De: Bong Joon-ho. Com Robert Pattinson, Steven Yeun, Mark Ruffalo e Toni Collette. Ficção Científica / Comédia / Aventura, Coréia do Sul / EUA, 2025, 138 minutos.
"Ei, Mickey, qual a sensação de morrer?". Essa é uma pergunta que o protagonista de Mickey 17 (Mickey 17), vivido por Robert Pattinson, ouve diversas vezes no transcorrer da história. Como é esse sentimento? "Digamos, você está acostumado com isso". E, bom, esse dilema poderia marcar o ponto de partida de mais uma ficção científica com um viés mais existencialista - e que é o tipo de projeto que, em muitos casos, adoro. Aliás, não são poucos os exemplos bons de distopias do tipo - de bate-pronto lembro do ótimo Lunar (2009), que deve estar escondido em alguma plataforma de streaming e que fez sucesso antes de Black Mirror ser o que é hoje. Só que essa coisa de o mundo em 2025 operar como um grande Black Mirror em edição estendida traz também um problema: parece mais difícil sermos surpreendidos. Ou nos impressionarmos. Ainda mais ao sabermos que as consecutivas mortes de Mickey são apenas parte daquele contexto. Como é partir desta pra uma melhor? Ou, mais do que isso, como é ser simplesmente descartado? São perguntas que param no meio do caminho.

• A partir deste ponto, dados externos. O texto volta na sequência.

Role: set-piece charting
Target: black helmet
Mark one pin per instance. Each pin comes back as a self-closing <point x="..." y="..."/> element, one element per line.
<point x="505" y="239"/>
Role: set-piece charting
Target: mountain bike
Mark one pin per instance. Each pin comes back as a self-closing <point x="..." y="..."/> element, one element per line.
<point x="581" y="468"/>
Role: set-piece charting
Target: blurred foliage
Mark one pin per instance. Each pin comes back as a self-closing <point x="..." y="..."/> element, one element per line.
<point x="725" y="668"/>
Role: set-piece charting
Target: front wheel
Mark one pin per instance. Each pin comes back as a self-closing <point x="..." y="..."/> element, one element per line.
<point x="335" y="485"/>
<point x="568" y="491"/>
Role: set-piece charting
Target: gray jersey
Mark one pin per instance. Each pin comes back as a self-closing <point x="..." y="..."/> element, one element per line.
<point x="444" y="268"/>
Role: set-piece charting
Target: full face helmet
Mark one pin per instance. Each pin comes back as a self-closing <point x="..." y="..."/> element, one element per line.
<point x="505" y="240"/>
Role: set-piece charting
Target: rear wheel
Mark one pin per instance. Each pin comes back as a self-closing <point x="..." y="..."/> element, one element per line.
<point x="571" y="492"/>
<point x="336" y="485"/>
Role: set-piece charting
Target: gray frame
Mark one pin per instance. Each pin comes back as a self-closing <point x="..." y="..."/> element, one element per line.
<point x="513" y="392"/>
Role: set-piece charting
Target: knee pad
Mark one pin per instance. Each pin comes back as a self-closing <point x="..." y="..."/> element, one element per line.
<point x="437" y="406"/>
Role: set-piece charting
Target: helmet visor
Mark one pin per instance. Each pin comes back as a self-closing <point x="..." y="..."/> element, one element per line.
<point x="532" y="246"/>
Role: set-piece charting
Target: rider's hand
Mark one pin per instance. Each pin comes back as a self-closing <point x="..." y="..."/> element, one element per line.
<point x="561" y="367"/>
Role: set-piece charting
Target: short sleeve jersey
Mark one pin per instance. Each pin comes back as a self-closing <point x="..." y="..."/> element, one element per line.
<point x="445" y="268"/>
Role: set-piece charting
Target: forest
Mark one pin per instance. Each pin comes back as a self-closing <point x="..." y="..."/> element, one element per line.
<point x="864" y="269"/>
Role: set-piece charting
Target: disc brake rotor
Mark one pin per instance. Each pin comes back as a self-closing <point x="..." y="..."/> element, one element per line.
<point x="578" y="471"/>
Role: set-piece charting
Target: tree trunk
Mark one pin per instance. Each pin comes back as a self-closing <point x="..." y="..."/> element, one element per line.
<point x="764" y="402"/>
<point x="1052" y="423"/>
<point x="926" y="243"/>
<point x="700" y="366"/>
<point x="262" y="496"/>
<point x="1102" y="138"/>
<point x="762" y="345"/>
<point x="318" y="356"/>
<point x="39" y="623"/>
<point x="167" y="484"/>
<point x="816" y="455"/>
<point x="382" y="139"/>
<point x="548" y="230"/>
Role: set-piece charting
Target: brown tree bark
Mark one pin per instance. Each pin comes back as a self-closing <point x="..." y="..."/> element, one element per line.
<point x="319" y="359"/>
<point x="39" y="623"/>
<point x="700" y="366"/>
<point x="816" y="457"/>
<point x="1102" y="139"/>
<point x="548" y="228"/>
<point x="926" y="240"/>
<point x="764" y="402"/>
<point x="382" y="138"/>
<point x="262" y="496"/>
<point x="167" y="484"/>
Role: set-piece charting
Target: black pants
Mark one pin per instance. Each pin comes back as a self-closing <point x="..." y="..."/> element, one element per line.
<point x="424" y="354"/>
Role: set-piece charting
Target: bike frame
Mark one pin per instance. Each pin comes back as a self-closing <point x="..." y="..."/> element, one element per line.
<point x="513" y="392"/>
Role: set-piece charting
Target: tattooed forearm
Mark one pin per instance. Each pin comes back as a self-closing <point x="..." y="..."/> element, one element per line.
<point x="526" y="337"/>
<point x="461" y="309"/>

Porque o caso é de que nessa obra de Bong Joon-ho - sim, o nome por trás não apenas do oscarizado Parasita (2019), mas também de outras joias do cinema alternativo, como Expresso do Amanhã (2013) e Okja (2017) -, pouco importa a morte, a vida ou as possíveis reflexões sobre luto, memória, futuro ou passado. O capitalismo tardio é um problema de AGORA e é nele que o livro do romancista Edward Ashton, escrito em 2022, parece centrar sua força. Sim, as questões tecnológicas estão todas ali - e as operações que envolvem esses avanços podem até gerar um certo impacto (especialmente do ponto de vista do mercado, dos empregos e da substituição do homem pela máquina). Só que, nesse sentido, diferentemente do que ocorre em experiências mais metafísicas, aqui temos o exame da necessidade apenas de sobreviver. De ascender. De forma inadiável e individualista. Nem que para isso seja necessário morrer. Para viver. Num paradoxo legítimo do século.
Em alguma medida, esse tipo de conflito em um cenário pós-apocalíptico, com pessoas tentando sair de um espaço de vulnerabilidade a qualquer custo, já havia sido explorado no citado O Expresso do Amanhã. Aqui, Mickey é um sujeito de vida simples, um empresário do baixo escalão que, desesperado com a perseguição de um agiota com cara de poucos amigos que deseja a sua cabeça numa bandeja, resolve se inscrever em uma expedição espacial em um cargo nomeado de "dispensável" - que é o integrante da tripulação incumbido de realizar uma série de tarefas perigosíssimas no espaço e em novos planetas. Tarefas que podem resultar na sua morte, o que não chegará a ser exatamente um problema, já que ele já teve uma morte previamente induzida (de seu eu real), com sua memória sendo preservada e restaurada, o que lhe permitirá uma espécie de retorno infinito a partir de um processo de reimpressão (em que ele ressurge como um clone, com mente reimplantada e tudo). Sim, parece estranho. É. E até aí tava tudo mais ou menos interessante.
Só que não demora para que Mickey desenvolva um sentimento de paixão - algo legitimamente humano - pela agente de segurança Nasha (Naomi Ackie), que é outra viajante que está na expedição em direção do gelado planeta Niflheim. E, como dei a entender anteriormente, as coisas dentro da nave poderiam ser bastante estranhas se não fosse a vida real. Do mundo que fica pra trás pouco se sabe, que não seja o fato de o nosso planetinha ter se tornado uma espécie de Terra de ninguém. A replicação de clones não está permitida em solo terrestre, até mesmo pela controvérsia que poderia gerar (e é uma pena que não haja mais espaço para esse debate). Ainda assim o congressista Kenneth Marshall (Mark Ruffalo), que parece uma mistura de Elon Musk com Donald Trump (bem apropriada ao momento), deseja levar seu plano de colonização adiante. Arrumando uma brecha para que o procedimento da cópia humana role solta no espaço. E, bom, depois disso o filme envereda pra ação, pra perseguição, com clones dos clones em confronto, um romance torto que a gente nunca se importa inteiramente, um líder lunático tentando dominar o universo, uns bichos meio estilo Star Wars bem amigáveis e um sem fim de alegorias caóticas que poderiam ser resumidas com um "veja bem, galera, talvez pudéssemos ser melhores do que isso". Só que é um filme que morre pelo caminho. E não há clone que resolva.